Wal-Mart is in a bit of a pickle. Over the last decade they have focused incessantly on unit cost, ostensibly to provide reduced price and therefore perceived value to their customers. And they’ve been successful… millions of people can now afford products they previously could not, and hundreds of thousands of people have jobs. Maybe not the best jobs, and obviously other smaller companies have been hurt in the process, but that’s the subject for a different debate.
The company’s obsession with unit cost has forced suppliers to transition to offshore manufacturing where unit labor costs are lower. Huge ships constantly ply the Pacific waters filled with container loads of bicycles, electronics, and clothing. Wal-Mart knows that cash is being tied up in inventory, although perhaps that doesn’t accurately enter into the unit cost equation, but the continual high volume movement of goods at even tiny margins creates a lot of cash.
Until the market burps. Not even a demand quake… just a burp. A small hiccup that throws a wrench into the finely-balanced cogs of Wal-Mart’s business model. The company that activists hysterically believe will take over the world suddenly pauses.
Wal-Mart’s inventories jumped 10.3% in the fiscal first quarter, ended April 30, to $35.2 billion from a year earlier, driven by unsold apparel, home decor, and outdoor products. About $2 billion of the increase represents unsold spring clothing and home goods that are expected to depress profit through the summer, analysts estimate.
With transit times from offshored manufacturer to Wal-Mart’s stores measured in weeks, the situation will get worse before it gets better.
Wal-Mart’s chief financial officer says clearing out stocks of unsold clothing is going to be a chore and could pressure margins all summer.
Of course that time frame is premised on the assumption that they’ll guess right on fall and winter demand, and based on how they did with spring and summer it’s probably not the safest of bets. It’s hard to predict the nuances of fashion six to nine months in advance in order to get the factories humming to fill a global supply chain.
That $2 to $3 billion (a billion here, a billion there…) in increased inventory is inventory of products that are seasonable and fashion-related and therefore can be deemed perishable. And depending on how you calculate it, it’s worth a one-time bite of about a third of Wal-Mart’s 3.2% profit margin. So far. Not even counting the impact on company and shareholder value when the stock goes on a ride.
I wonder what would have happened if Wal-Mart had instead perhaps paid a miniscule bit more, if even that, to a company like American Apparel. A company that could manufacture much closer to Wal-Mart’s distribution centers, that leverages lean methods to provide small lots with extremely quick cycle times. A company that could react quickly when demand and fashion fluctuate. And a company that pays a decent wage with decent benefits and respects its people. Which is also why American Apparel may not even want to do business with Wal-Mart.

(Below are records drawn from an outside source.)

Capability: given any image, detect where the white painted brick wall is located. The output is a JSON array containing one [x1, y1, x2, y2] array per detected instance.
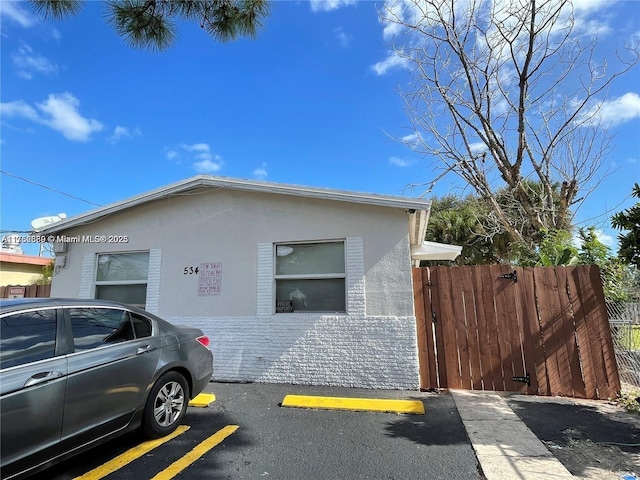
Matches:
[[256, 243, 273, 316], [78, 253, 94, 298], [346, 237, 366, 316], [146, 249, 162, 314], [169, 314, 420, 390]]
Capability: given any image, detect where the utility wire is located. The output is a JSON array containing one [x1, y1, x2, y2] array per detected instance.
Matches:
[[574, 193, 633, 226], [1, 170, 102, 207]]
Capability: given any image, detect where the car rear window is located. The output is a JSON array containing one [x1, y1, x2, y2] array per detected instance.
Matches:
[[69, 308, 135, 350], [0, 309, 57, 369]]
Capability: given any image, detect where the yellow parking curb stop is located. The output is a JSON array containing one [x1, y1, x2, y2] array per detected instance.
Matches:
[[281, 395, 425, 414], [189, 393, 216, 407]]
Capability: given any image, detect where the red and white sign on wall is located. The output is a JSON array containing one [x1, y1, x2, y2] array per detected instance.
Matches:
[[198, 262, 222, 296]]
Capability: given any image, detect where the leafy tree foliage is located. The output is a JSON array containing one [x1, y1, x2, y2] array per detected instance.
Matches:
[[426, 191, 638, 299], [577, 226, 639, 301], [29, 0, 270, 51], [612, 183, 640, 269], [425, 195, 502, 265]]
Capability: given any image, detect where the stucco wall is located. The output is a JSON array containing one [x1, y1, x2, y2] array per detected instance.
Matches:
[[49, 188, 420, 388], [0, 263, 46, 286]]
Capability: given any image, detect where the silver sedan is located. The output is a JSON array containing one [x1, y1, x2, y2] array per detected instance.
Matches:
[[0, 298, 213, 479]]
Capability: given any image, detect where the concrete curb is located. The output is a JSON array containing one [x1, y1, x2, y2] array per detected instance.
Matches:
[[450, 389, 574, 479]]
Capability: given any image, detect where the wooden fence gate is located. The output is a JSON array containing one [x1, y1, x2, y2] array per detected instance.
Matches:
[[412, 265, 620, 400], [0, 284, 51, 298]]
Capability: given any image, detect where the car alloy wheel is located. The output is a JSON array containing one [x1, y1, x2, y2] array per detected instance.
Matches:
[[154, 380, 184, 427], [142, 371, 189, 438]]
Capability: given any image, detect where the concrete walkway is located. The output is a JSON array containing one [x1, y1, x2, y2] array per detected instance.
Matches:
[[451, 389, 574, 480]]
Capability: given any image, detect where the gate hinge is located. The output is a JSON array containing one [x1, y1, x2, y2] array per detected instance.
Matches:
[[512, 373, 530, 386], [499, 270, 518, 283]]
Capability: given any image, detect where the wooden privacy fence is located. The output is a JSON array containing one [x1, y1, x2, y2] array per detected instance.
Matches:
[[413, 265, 620, 400], [0, 284, 51, 298]]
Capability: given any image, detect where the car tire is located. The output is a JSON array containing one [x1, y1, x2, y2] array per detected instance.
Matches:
[[141, 371, 189, 438]]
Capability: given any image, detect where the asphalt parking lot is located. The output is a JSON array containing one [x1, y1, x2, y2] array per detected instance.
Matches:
[[33, 382, 483, 480]]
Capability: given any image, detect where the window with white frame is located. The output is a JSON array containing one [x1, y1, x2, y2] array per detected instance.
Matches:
[[95, 252, 149, 308], [274, 241, 346, 313]]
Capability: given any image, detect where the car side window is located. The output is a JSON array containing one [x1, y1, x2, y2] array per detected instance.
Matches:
[[131, 312, 152, 338], [69, 308, 135, 351], [0, 309, 57, 370]]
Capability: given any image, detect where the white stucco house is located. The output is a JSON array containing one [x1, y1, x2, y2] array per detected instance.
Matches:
[[42, 175, 460, 389]]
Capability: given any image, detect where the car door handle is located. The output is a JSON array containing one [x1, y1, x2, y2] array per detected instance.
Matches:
[[137, 345, 154, 355], [24, 371, 64, 387]]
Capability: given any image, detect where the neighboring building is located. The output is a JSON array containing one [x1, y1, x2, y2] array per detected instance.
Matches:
[[42, 175, 458, 389], [0, 252, 52, 286]]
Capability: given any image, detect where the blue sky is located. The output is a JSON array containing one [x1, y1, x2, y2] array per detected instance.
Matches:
[[1, 0, 639, 256]]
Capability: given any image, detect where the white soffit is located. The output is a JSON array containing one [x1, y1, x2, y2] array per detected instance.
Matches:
[[411, 241, 463, 261]]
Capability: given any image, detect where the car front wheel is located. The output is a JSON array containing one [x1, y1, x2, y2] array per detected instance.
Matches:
[[142, 371, 189, 438]]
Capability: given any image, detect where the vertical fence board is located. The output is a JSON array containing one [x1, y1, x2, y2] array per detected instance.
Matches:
[[536, 268, 567, 396], [498, 265, 528, 393], [461, 266, 483, 391], [451, 267, 472, 389], [413, 268, 431, 389], [423, 271, 439, 389], [491, 265, 517, 391], [482, 266, 504, 390], [436, 267, 462, 388], [588, 265, 621, 398], [518, 267, 544, 395], [577, 266, 610, 398], [556, 268, 587, 398], [430, 268, 448, 388], [568, 267, 597, 399], [471, 266, 495, 391]]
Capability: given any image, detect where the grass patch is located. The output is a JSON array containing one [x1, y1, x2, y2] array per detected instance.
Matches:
[[615, 325, 640, 350], [617, 389, 640, 414]]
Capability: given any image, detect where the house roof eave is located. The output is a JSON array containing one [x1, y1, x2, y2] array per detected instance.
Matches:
[[41, 175, 432, 234]]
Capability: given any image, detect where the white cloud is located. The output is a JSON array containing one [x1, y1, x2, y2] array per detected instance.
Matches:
[[333, 26, 351, 48], [573, 228, 615, 248], [371, 50, 411, 76], [597, 230, 615, 247], [0, 92, 103, 141], [194, 159, 223, 173], [180, 143, 210, 153], [0, 100, 40, 121], [253, 163, 268, 180], [178, 143, 224, 173], [469, 142, 487, 154], [0, 1, 36, 28], [579, 92, 640, 127], [166, 149, 179, 161], [37, 93, 104, 141], [12, 44, 58, 79], [389, 156, 417, 167], [310, 0, 357, 13], [108, 126, 141, 143]]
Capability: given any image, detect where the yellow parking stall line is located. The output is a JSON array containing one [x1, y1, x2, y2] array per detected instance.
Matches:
[[151, 425, 239, 480], [282, 395, 425, 414], [73, 425, 190, 480], [188, 393, 216, 407]]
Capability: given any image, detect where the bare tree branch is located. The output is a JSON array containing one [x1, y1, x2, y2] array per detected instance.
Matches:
[[381, 0, 639, 252]]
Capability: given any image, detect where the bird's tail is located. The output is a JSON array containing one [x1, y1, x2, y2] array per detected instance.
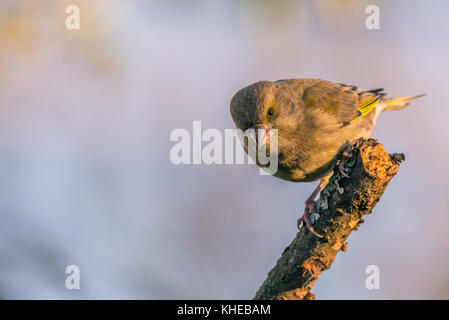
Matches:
[[381, 94, 426, 112]]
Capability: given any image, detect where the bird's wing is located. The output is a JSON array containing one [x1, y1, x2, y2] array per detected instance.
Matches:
[[302, 81, 386, 126]]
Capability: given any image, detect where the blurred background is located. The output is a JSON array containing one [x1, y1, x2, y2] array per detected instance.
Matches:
[[0, 0, 448, 299]]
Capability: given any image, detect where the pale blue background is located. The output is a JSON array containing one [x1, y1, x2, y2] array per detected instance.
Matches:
[[0, 0, 447, 299]]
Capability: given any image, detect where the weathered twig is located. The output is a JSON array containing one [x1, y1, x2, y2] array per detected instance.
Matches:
[[254, 138, 402, 300]]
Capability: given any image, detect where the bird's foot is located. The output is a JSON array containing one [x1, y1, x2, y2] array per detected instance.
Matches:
[[297, 198, 323, 238], [337, 141, 357, 177], [338, 153, 350, 177]]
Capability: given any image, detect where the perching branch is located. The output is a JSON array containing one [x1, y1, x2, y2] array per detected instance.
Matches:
[[254, 138, 403, 300]]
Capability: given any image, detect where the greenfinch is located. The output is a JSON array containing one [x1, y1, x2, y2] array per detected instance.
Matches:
[[230, 78, 424, 237]]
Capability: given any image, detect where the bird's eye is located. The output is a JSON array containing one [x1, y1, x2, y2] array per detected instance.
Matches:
[[267, 107, 274, 117]]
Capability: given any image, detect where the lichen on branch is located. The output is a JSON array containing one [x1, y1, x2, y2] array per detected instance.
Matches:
[[254, 138, 402, 300]]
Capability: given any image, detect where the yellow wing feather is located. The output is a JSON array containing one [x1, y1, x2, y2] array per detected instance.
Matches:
[[351, 96, 381, 122]]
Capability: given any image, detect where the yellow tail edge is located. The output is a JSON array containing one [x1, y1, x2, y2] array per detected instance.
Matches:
[[382, 94, 426, 112]]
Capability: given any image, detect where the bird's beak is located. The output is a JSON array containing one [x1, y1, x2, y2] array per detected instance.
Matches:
[[252, 124, 271, 146]]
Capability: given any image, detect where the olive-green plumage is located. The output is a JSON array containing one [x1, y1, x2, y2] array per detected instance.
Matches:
[[230, 78, 424, 183]]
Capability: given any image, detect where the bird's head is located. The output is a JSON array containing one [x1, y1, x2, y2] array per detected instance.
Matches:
[[230, 81, 300, 149]]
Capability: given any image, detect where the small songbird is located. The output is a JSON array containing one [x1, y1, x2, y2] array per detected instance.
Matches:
[[230, 78, 424, 237]]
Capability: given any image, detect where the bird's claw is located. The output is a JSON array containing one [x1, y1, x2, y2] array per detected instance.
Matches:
[[337, 141, 357, 178], [297, 201, 323, 238], [338, 156, 350, 178]]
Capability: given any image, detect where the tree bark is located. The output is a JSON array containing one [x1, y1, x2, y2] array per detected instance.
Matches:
[[253, 138, 403, 300]]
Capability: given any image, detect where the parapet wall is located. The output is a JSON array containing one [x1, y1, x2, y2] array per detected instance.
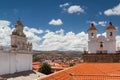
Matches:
[[0, 51, 32, 75], [82, 53, 120, 63]]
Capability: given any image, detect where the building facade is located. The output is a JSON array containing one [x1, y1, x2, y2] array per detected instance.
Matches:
[[0, 21, 33, 75], [83, 22, 120, 63], [88, 22, 116, 53]]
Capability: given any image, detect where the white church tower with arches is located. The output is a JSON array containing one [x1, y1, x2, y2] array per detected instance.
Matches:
[[88, 22, 116, 53], [10, 20, 32, 51], [0, 21, 33, 75]]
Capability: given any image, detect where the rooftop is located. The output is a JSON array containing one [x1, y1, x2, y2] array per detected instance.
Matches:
[[38, 63, 120, 80]]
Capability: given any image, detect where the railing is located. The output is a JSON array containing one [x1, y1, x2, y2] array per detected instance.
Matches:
[[96, 50, 107, 53], [69, 74, 120, 80]]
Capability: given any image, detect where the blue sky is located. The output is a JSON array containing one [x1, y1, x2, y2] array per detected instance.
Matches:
[[0, 0, 120, 33], [0, 0, 120, 51]]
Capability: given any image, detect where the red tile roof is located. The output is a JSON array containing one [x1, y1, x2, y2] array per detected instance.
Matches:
[[0, 77, 4, 80], [32, 62, 41, 71], [38, 63, 120, 80], [33, 62, 41, 65]]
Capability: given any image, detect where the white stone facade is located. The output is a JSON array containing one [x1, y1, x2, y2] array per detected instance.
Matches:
[[0, 21, 33, 75], [0, 52, 32, 75], [88, 22, 116, 53]]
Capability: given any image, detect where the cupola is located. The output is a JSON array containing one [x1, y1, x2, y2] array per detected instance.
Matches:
[[106, 22, 116, 30], [88, 23, 97, 31]]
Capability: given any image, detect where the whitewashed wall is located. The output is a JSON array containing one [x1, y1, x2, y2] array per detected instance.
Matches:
[[88, 40, 116, 53], [0, 51, 32, 75]]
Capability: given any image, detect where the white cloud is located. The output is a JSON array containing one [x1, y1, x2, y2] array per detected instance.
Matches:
[[0, 20, 12, 47], [104, 3, 120, 16], [87, 21, 98, 26], [98, 21, 107, 26], [23, 26, 43, 50], [24, 27, 43, 34], [49, 19, 63, 26], [87, 21, 107, 26], [0, 20, 43, 50], [99, 12, 102, 15], [68, 5, 84, 14], [1, 20, 120, 51], [59, 4, 84, 14], [60, 3, 69, 7], [39, 29, 88, 51]]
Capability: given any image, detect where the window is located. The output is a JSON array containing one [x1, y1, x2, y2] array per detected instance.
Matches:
[[110, 32, 112, 36], [91, 33, 94, 36], [91, 33, 94, 38], [100, 42, 103, 47]]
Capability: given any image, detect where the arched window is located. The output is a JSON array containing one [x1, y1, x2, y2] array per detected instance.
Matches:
[[100, 42, 103, 47], [91, 33, 94, 36], [110, 32, 112, 36]]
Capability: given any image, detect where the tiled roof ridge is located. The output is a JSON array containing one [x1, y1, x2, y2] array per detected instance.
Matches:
[[68, 74, 120, 77]]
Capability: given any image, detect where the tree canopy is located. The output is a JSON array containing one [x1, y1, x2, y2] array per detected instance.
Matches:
[[38, 62, 52, 75]]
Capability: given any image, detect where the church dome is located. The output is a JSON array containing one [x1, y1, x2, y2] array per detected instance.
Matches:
[[88, 23, 97, 31], [106, 22, 116, 30]]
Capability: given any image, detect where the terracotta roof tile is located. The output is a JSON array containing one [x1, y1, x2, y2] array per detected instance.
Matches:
[[38, 63, 120, 80], [32, 62, 41, 70]]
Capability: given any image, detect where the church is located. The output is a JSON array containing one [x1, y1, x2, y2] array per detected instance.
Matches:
[[88, 22, 116, 53], [83, 22, 120, 62], [0, 21, 33, 75]]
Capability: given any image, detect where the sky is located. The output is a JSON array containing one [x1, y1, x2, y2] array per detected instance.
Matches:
[[0, 0, 120, 51]]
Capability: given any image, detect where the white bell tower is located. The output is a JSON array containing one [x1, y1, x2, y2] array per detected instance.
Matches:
[[10, 20, 32, 51], [88, 23, 97, 40], [106, 22, 116, 40], [88, 23, 98, 53], [106, 22, 116, 53]]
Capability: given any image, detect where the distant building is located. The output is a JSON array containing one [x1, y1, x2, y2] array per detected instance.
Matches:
[[0, 21, 33, 75], [88, 22, 116, 53]]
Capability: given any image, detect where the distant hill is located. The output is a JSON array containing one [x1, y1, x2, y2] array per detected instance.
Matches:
[[33, 51, 83, 62], [33, 50, 83, 54]]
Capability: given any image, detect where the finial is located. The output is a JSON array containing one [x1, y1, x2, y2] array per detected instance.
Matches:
[[109, 22, 112, 25], [91, 23, 94, 26], [16, 17, 21, 23]]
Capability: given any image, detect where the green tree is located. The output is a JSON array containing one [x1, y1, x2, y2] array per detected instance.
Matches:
[[69, 63, 74, 67], [38, 62, 52, 75]]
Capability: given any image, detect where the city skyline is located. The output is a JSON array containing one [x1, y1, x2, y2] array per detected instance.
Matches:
[[0, 0, 120, 51]]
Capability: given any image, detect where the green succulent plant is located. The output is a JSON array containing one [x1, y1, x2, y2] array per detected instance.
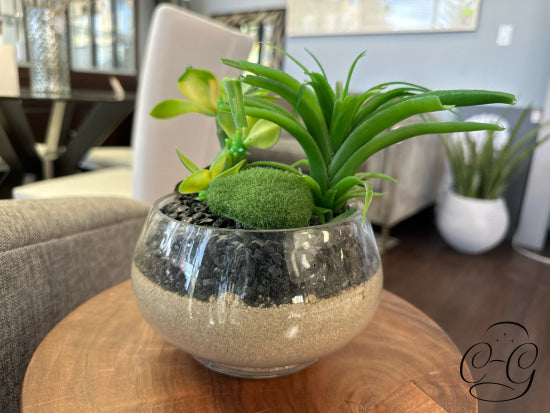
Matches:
[[151, 49, 516, 228], [442, 107, 550, 199], [150, 67, 281, 193], [219, 50, 515, 222]]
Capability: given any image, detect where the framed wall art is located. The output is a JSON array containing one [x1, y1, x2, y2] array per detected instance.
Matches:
[[287, 0, 482, 36]]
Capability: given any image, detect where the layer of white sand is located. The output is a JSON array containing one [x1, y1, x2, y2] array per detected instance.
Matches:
[[132, 265, 383, 369]]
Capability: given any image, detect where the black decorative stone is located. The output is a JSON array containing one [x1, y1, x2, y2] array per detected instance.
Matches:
[[134, 193, 380, 308]]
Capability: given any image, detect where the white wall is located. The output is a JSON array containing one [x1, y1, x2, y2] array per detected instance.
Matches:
[[514, 75, 550, 250], [191, 0, 550, 107]]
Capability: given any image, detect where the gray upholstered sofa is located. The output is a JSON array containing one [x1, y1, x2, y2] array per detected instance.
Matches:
[[0, 197, 149, 412]]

Writing off a couple billion in inventory has a nasty habit of offsetting a shipload of unit cost savings once it hits the bottom line.
Bruce Jimison says
Did you see the article in the same WSJ on how shipping rates are moving higher? That will also offset a few pennies of supposedly cheaper labor.
Mark Graban says
The WSJ article also said shipping costs were still a very small pct of total cost, coming from Asia.
“Shipping typically accounts for just 3% to 4% of the total cost of a container of garments or toys hauled from China to the U.S. or Europe. But major retailers and other shippers do their best to shave pennies off their rates to maximize their competitive position at home.”
Not that I’m justifying shipping from China, far from it! But, I wanted to share that tidbit, the specific #. I was honestly surprised the pct was so low.
Mark Graban says
The biggest issue is the time involved with shipping, not necessarily just the cost. Time leads to inventory and slow response, as Kevin puts it so well.
CB says
What a tremendous waste in our country toward “perishable fashion oriented goods.” The emphasis on cost to consumers also neglects value in something that will last and won’t need to be replaced every season. You also could infer from this article that walmart in fact lost even more money because it produced too much of what customers didn’t want and not enough of what they did what (assuming their fixed retail space).
Taiichi Ohno states that Toyota’s overarching mission is always to shorten the timeline between when a customer places an order and when its delivered with as little waste as possible. Short time lines mean you can be responsive to unpredictable customer demand. That can only be achieved by locating your production/assembly as close to your customer as possible. It’s amazing that Ford figured this out 100 years ago yet it remains lost on society today…
david foster says
I wonder if the WMT buyers who make sourcing decisions are measured on a fully-costed basis, including cost of transportation and inventory as well as price paid per unit? (I’m guessing the answer is transportation yes, inventory no)
Indeed, I wonder how many retailers have systems in place that can create a SKU-specific financial statement including return on the capital tied up on behalf of that SKU?